Initially, 21 teams from different institutes all over India have registered for the task and finally, six teams succeeded to submit the results. We calculated the accuracy of the positive, negative, neutral tweets individually as well as total with respect to different teams for all the submitted systems. The team IDs, individual results obtained for each polarity and the total accuracy are shown in Table 3.

Table 3. Results of each team as per evaluation criteria (B: Bengali, H: Hindi, T: Tamil, C: Constrained, U: Unconstrained)
Fig. 1.
figure 1

Examples of Indian language tweets

3.2 Discussion

Total of four teams have submitted the results for Bengali. It is observed that the maximum accuracy achieved for the Bengali language is 43.2 % by the team IIT-TUDA. For Hindi, total six teams have submitted the results and among them AMRITA-CEN achieved the maximum accuracy of 55.67 %. Only two teams have submitted the results for Tamil language and AMRITA-CEN is achieved the maximum accuracy of 39.28 %. Most of the teams used the SentiWordNet that was developed in [1] for the constrained system. Teams have used the features like hash tags, re-tweet, TF-IDF scores of n-grams, links, question marks, exclamatory marks, smiley lists and SentiWordNet for the sentiment analysis task.

The teams have used several well-known supervised classification algorithms like Decision Tree, Naïve Bayes, Multinomial Naïve Bayes and Support Vector Machines (SVMs). We observed that, the accuracies of the unconstrained systems are less compared to the constrained systems. The main reason may be the unavailability of basic NLP tools like POS taggers and NER for Indian language tweets, specifically.

The accuracies of the systems for the Indian language tweets are less as compared to the systems for English tweets as mentioned in [8]. The reason may be the scarcity of the sentiment lexicons for Indian languages tweets. However, a good number of sentiment lexicons available for the Hindi, Bengali and Tamil, but these are collected from the plain texts and not specialized for tweets. Because, in case of tweets, there are many spelling variations, acronyms and emoticons that make the sentiment analysis task more difficult and challenging as compared to other tasks on traditional sentiment analysis. It is also difficult to collect the monolingual Indian language tweets as most of the cases the tweets are written using English alphabets and sometime tweets are code mixed. The annotation of such monolingual tweets based on sentiment expressions requires the involvement of manpower and time.

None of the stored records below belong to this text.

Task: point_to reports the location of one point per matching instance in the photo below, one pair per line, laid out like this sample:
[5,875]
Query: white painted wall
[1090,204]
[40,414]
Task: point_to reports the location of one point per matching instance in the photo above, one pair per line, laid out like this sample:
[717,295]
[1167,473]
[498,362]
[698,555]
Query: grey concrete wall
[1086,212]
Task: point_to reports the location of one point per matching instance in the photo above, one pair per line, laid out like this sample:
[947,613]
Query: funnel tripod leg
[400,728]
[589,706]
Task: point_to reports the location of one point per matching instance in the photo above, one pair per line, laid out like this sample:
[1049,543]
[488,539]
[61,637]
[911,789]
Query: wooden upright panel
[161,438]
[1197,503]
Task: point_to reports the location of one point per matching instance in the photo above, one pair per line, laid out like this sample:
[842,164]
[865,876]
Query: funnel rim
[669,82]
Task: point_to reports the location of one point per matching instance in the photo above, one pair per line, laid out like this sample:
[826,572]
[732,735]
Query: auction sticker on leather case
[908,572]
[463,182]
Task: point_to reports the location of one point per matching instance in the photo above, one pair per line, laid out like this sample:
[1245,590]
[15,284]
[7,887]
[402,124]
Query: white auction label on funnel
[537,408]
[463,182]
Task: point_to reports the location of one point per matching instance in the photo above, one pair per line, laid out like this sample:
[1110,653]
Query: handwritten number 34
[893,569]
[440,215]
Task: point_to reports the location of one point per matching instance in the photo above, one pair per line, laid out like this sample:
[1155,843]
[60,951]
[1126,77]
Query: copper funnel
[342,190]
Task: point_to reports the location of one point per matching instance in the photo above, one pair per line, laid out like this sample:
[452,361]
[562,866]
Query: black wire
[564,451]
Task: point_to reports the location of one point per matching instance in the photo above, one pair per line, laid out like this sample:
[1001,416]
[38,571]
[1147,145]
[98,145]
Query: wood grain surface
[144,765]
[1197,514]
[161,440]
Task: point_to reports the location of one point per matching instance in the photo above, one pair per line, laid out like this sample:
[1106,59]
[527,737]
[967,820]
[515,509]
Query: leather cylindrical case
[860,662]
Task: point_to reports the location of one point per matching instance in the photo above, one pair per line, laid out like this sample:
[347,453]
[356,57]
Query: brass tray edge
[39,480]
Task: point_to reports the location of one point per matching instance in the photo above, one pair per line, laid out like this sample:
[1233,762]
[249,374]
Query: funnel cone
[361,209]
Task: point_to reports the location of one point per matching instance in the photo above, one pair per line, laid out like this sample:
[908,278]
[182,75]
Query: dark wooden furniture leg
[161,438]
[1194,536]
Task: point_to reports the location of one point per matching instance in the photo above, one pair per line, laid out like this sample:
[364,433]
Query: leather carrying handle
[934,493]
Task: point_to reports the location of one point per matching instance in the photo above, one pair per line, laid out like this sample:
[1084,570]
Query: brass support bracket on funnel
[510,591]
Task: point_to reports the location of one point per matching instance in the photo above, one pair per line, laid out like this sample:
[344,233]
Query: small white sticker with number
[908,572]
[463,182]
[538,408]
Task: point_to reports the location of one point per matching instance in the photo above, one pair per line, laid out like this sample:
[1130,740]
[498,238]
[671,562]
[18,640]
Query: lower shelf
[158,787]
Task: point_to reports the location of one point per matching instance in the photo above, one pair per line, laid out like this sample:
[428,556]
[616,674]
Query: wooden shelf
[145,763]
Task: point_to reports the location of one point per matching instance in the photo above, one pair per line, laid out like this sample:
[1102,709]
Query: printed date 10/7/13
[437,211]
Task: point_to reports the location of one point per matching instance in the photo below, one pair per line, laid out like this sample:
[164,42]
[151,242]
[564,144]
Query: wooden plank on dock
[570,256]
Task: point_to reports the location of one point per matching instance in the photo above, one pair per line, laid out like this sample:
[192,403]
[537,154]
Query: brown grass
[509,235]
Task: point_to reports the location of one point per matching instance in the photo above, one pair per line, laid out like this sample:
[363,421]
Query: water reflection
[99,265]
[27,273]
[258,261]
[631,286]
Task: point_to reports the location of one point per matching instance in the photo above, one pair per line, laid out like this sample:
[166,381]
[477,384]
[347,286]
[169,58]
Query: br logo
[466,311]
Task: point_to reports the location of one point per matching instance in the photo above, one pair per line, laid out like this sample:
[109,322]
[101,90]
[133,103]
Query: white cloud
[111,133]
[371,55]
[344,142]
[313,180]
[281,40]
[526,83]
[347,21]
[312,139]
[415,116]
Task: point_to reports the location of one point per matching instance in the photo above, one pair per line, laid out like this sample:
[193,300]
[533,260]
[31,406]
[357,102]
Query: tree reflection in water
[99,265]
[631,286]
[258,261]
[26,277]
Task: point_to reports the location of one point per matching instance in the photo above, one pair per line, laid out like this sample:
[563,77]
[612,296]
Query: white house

4 Conclusion and Future Work

We described the first shared task organized for the sentiment analysis of Indian languages for Twitter data. This time, 21 teams have registered for the task and six teams successfully submitted their results using different features and machine learning algorithms. In future, we will try to draw the attentions from more number of teams to participate in this task. We hope this shared task will facilitate more research on the sentiment analysis for Indian language tweets by focusing different research challenges associated with it.

We are planning for a new edition of sentiment analysis task in Indian Languages tweets in the coming year, where focus will be on the Code-Mixed tweets. We are also planning to prepare data for classifying the figurative tweets for Indian Languages.